PANAMA – Puerto Rican filmmaker and artist Marisol Gómez-Mouakad expects and hopes to touch a raw nerve with Latin American and Caribbean audiences when she releases her first feature, “Angelica.” The film — one of five chosen from 55 for Primera Mirada — addresses the denial of racism and sexism that can be experienced across the region.
After her black father suffers a heart attack, Angelica, played by newcomer Michelle Nonó Rodriguez, returns to Puerto Rico from New York after a long absence from the island.
The unexpected return to the house where she grew up, plus her father’s illness, forces the young woman to re-evaluate her relationship with her white mother, who has always looked down on her because of her color. Family members, especially her uncle, are blatantly racist, but label Angelica as simply being overly sensitive. To complicate matters, her partner in New York is sexist. When he travels to Puerto Rico to take his “pretty black girl” back to New York, Angelica is forced to recognize that she is really not sure who she is or what she wants to be.
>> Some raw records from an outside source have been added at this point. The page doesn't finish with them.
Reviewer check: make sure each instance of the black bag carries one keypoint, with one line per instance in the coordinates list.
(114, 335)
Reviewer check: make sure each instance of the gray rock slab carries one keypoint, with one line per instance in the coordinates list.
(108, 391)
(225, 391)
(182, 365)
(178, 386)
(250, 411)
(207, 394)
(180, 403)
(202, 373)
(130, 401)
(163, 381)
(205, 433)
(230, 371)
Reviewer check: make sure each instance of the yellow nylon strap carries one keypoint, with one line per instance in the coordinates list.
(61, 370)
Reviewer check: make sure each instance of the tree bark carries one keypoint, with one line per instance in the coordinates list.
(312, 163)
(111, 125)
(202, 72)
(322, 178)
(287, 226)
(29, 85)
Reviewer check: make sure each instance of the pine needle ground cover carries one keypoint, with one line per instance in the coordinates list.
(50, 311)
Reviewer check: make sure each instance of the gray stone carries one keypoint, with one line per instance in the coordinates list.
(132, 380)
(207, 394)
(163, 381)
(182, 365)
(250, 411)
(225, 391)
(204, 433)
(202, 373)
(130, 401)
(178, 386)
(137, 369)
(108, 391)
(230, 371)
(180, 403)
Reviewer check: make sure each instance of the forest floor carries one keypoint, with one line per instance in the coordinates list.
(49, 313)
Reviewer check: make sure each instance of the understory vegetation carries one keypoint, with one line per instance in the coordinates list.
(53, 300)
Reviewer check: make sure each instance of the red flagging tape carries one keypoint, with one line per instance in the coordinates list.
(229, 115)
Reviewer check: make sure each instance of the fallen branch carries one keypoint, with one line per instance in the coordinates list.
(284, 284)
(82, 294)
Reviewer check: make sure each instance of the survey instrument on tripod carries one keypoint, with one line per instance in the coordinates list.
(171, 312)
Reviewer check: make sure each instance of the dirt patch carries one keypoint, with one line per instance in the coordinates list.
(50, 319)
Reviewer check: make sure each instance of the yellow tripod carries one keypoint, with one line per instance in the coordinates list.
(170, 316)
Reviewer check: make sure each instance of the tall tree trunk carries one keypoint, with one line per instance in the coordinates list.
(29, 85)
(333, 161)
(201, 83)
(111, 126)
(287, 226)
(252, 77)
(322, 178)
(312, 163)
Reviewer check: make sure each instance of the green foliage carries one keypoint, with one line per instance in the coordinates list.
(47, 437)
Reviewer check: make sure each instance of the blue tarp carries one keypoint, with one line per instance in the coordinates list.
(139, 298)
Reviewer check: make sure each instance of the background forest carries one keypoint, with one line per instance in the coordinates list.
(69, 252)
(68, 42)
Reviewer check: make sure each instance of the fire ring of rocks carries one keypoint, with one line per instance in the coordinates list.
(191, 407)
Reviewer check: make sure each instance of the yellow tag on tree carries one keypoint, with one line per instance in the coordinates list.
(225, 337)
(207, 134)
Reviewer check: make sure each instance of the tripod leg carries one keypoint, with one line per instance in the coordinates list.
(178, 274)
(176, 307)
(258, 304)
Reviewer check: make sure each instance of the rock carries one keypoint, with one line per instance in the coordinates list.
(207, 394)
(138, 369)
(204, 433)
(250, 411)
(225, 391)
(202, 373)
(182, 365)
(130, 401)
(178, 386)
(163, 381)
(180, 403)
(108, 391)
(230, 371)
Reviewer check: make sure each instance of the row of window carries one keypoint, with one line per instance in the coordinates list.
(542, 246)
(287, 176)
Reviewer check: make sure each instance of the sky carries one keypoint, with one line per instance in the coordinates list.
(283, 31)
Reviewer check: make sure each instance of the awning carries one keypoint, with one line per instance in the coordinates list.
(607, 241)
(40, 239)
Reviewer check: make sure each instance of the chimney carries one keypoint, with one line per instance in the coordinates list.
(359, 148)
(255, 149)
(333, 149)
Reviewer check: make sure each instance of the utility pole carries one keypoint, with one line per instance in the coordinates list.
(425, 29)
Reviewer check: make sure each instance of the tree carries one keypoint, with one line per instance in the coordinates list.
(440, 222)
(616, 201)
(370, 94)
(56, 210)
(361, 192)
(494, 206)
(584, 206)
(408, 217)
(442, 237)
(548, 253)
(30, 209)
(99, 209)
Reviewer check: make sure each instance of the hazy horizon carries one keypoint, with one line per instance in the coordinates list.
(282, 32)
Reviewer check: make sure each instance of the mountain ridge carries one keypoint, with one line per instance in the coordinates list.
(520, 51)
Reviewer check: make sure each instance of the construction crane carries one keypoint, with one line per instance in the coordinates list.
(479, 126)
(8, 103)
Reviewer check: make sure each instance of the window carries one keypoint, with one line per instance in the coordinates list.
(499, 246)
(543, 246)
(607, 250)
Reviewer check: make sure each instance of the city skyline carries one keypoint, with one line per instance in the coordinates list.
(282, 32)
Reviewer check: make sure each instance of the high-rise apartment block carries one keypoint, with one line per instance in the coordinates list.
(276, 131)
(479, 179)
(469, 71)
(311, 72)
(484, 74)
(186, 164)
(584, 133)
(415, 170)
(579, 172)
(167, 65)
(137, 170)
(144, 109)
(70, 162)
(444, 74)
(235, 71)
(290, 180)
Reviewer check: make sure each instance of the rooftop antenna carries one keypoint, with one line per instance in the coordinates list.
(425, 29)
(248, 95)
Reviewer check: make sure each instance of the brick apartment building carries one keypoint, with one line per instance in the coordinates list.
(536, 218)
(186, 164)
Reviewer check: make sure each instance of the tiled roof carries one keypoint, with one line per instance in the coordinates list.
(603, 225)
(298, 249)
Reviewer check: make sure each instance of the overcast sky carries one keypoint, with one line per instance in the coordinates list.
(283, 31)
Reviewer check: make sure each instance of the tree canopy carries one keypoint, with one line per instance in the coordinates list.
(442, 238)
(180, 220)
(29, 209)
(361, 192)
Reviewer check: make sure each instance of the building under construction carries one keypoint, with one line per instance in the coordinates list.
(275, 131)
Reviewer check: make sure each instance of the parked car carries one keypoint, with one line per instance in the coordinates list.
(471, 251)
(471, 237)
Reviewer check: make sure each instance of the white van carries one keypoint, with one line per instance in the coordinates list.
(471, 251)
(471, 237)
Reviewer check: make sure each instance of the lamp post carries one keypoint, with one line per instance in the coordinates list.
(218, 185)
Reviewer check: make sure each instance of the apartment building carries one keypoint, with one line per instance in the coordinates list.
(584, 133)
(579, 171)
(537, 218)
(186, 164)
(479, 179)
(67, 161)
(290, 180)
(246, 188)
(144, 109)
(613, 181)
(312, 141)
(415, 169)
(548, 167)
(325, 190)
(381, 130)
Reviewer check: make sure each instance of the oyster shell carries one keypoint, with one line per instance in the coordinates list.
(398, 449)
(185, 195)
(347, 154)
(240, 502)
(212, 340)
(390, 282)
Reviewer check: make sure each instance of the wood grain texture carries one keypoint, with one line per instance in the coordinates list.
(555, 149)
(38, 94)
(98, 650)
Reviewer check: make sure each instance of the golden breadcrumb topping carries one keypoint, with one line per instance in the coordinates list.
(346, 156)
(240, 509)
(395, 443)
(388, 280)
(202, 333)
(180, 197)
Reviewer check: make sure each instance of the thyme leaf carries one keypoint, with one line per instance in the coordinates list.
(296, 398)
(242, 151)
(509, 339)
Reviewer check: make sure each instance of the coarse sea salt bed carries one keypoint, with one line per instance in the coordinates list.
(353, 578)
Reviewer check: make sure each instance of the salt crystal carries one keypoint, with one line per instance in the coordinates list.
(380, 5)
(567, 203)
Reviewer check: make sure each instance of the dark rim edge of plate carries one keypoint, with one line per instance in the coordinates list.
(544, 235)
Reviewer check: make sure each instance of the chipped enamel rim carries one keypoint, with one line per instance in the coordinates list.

With the death of her father, Angelica must finally decide if she should return to the comfort of her previous life, be it with her lover or her mother, in which she is dissatisfied but secure, or set out on an a more adventurous path and hope to rediscover herself and find a place where she can live and develop as an independent, modern, woman.
“People talk about racism and sexism in the U.S.,” Gómez-Mouakad explains. “They may not do much, but in talking about it they are at least addressing the problem. In Puerto Rico — and across the Caribbean and Latin America — there is a lot of denial. If you do talk about the issues, you are accused of being over sensitive. But words have power and words can hurt.”
Asked if racism and sexism are more dangerous for the region than the religious disputes that dominate the news in other parts of the world, Gómez-Mouakad smiles: “Is it not religion that has justified racism and sexism since Colonial times? You only have to look at the images used by the church.”
Although more films are now being produced in Puerto Rico, Gómez-Mouakad explains that the economic situation in the island is bad, and that has complicated the life of producers and filmmakers, as did the election in 2012. Plus the support the Puerto Rico Film Commission gives to filmmakers is a loan arrangement rather than a straight grant, and this has to be factored into the budget.
“The challenge is not only finding the money to make the actual film, but also to find a marketing budget to launch the film and then find the screen space to show the film,” says the director. “In Puerto Rico local films have to build an audience, often through word of mouth, but that requires screen time.”
Mouakad hopes to premier the finished cut of “Angelica” at a suitable film festival before its release in Puerto Rico. Only then will the director know if the people of her island are indeed ready to talk about and address the issues raised by her film.